Down on his luck, but sober, he struggles to re-enter the world of work until a mysterious phone call from ‘Monsier Clément’ presents him with an ask-no-questions opportunity. The restrictive, lonely and analogue framework under which he copies telephone recordings from tape to paper via a typewriter is echoed in little range for the gifted actor to express himself other than alternately anguished, guilt-written and uncomprehending stares.

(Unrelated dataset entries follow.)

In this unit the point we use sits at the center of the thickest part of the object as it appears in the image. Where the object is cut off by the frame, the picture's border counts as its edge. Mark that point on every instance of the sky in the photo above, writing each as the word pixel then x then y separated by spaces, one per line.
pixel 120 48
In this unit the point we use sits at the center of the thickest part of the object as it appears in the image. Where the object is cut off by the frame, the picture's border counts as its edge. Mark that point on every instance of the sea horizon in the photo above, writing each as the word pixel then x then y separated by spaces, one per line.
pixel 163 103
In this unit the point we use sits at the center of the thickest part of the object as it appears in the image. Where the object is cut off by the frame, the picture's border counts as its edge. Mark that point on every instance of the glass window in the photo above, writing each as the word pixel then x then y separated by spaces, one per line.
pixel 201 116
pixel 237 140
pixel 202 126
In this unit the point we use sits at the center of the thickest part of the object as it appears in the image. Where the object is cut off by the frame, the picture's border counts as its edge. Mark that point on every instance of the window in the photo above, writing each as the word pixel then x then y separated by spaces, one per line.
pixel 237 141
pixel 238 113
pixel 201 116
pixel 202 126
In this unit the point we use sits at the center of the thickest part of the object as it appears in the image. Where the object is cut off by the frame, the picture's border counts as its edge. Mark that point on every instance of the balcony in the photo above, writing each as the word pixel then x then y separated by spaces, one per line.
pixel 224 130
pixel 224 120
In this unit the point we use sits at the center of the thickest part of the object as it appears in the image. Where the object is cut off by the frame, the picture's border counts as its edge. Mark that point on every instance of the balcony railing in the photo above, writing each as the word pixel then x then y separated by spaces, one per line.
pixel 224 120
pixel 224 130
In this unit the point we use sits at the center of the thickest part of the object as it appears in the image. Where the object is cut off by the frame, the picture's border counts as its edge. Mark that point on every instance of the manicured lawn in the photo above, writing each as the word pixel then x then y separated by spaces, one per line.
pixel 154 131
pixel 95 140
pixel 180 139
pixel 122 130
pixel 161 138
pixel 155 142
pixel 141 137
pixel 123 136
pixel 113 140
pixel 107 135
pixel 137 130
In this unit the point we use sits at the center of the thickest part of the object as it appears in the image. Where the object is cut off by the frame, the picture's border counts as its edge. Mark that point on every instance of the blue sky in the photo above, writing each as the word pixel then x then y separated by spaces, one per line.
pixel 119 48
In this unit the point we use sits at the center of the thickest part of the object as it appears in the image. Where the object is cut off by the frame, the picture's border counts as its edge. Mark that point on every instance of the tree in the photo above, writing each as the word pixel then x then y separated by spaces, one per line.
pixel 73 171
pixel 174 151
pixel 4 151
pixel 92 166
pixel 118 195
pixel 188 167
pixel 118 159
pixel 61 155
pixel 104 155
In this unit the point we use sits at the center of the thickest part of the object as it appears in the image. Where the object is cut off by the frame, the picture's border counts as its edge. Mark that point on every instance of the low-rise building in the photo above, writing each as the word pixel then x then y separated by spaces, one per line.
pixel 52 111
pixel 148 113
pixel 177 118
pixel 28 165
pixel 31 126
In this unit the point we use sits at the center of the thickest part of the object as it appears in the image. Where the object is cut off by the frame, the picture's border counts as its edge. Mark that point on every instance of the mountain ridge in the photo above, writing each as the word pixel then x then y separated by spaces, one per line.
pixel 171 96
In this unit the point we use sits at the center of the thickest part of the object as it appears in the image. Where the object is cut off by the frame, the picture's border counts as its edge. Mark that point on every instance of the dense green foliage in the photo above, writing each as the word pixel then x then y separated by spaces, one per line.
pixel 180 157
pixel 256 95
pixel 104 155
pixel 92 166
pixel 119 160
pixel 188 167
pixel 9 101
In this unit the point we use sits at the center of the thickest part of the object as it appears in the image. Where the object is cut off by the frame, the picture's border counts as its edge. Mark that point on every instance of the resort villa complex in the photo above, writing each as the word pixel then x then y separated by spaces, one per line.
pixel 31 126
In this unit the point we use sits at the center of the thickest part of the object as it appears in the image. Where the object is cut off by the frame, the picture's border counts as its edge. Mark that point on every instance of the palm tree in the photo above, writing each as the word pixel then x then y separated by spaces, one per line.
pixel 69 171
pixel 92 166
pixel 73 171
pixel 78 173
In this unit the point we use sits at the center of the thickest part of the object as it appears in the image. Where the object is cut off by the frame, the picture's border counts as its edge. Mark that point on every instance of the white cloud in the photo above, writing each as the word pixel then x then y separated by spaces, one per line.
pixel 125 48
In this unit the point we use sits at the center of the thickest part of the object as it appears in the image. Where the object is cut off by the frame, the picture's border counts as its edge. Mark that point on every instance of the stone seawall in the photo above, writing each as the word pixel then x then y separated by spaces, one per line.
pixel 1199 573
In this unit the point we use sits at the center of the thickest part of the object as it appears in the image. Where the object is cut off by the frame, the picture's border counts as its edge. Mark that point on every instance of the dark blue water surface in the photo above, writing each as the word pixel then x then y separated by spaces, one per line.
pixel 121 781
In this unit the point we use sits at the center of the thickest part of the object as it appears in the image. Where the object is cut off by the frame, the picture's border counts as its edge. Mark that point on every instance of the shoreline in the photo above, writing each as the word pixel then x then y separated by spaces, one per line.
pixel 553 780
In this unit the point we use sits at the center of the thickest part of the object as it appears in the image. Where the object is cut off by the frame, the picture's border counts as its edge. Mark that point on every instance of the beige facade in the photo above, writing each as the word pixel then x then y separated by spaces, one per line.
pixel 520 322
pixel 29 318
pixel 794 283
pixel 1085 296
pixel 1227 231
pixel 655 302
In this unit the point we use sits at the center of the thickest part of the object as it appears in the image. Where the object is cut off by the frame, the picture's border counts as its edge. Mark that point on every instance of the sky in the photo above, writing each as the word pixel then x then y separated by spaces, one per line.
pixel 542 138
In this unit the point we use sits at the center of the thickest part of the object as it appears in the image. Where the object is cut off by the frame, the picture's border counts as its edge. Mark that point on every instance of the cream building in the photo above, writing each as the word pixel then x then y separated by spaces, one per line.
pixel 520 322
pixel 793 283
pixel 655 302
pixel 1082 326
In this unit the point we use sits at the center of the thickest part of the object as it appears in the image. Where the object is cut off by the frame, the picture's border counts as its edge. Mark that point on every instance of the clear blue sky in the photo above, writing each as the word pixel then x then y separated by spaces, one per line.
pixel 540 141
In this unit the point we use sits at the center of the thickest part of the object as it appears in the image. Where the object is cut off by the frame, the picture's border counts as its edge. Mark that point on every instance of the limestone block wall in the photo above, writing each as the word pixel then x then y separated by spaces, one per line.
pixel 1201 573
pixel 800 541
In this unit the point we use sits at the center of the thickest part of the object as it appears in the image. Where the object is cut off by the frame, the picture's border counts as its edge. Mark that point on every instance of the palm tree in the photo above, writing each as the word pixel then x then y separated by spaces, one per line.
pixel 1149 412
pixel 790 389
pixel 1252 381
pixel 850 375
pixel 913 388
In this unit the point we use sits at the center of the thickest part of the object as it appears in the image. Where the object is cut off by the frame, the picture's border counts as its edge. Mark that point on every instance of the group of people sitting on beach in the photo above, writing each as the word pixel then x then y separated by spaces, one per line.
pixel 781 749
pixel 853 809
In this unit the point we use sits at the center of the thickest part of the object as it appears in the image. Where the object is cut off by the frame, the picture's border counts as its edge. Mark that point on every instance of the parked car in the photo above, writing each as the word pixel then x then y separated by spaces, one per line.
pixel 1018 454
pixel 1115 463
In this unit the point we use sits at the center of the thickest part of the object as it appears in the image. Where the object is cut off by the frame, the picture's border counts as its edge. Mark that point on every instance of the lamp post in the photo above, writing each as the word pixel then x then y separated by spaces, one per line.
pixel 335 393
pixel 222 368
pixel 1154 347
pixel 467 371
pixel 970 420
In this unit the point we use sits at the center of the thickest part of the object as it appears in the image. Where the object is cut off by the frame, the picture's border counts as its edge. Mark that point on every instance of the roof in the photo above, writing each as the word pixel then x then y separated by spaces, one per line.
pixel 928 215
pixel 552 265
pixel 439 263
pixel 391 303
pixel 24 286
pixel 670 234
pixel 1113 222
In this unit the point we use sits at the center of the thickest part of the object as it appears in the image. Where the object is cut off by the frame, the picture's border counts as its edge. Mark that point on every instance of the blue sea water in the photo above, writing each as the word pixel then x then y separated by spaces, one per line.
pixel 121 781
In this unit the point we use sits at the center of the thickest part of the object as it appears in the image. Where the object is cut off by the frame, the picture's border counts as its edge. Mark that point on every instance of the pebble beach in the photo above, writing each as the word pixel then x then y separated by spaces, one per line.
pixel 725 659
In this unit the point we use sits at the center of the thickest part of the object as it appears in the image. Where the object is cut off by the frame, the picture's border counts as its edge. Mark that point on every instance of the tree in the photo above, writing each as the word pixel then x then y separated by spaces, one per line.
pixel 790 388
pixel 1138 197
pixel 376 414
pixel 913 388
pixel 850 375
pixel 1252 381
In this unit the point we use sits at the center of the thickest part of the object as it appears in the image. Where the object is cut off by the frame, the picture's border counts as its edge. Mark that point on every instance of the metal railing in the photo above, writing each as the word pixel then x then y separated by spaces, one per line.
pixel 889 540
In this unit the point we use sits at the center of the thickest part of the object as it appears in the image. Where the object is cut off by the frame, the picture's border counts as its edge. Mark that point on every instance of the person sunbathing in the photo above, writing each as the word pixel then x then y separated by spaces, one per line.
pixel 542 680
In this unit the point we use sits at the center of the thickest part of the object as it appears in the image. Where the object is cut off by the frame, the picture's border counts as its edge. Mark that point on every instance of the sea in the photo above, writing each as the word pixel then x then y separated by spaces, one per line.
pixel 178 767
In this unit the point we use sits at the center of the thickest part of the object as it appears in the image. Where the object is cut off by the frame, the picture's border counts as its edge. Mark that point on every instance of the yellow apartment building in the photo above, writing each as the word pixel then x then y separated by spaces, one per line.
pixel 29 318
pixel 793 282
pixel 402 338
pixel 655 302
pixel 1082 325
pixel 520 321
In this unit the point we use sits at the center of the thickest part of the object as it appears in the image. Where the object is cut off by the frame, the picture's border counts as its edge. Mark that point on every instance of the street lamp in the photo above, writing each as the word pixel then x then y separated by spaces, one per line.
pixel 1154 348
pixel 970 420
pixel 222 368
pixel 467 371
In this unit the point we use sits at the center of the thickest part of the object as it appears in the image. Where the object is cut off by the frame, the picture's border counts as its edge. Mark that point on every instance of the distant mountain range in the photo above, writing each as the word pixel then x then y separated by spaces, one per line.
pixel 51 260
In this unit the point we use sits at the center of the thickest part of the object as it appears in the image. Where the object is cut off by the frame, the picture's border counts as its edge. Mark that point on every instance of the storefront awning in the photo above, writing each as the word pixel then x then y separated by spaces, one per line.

And as you might expect, upon hearing something he shouldn’t, Duval is left in something of a quandary. But like the automated, mechanical manner that he transcribes the cassettes assigned to him, the action never really picks up or generates any suspense. There are elements here of slow-burning Le Carré-esque spy thrillers, but at the same time right-wing political posters proclaiming ‘France is back’ – or perhaps being “Made great again” – suggest a more modern relevance. However, with so much suggestion and allusion elsewhere there is little conviction.

References to other cinematic touch points work up to a point but Scribe develops none of its own real identity. The original French title, La mécanique de l’ombre (The Mechanics – or inner workings – of The Shadows) refers more subtly to societal manipulation or puppetry by largely unseen or unknown forces but Simon Abkarian’s fixer and Sami Bouajila’s government man are not fleshed out and a thin plot becomes increasingly predictable. Further, a female part shoe-horned in for Italian actress Alba Rohrwacher as a fellow recovering alcoholic flits irritatingly at the periphery of the main body of narrative. She exists only to humanise Duval as a fellow loner and then becomes prey when unwittingly embroiled in his ‘problèmes’.

Unlike its forebears, the insularity and scaled-down political intrigue of Scribe – which dabbles with references to the decade-long Lebanon hostage crisis of the 1980s and suggestion of Europe’s current right-wing shift – limit its impact and is representative of a slightly misguided film trying too hard to be something it can’t quite become.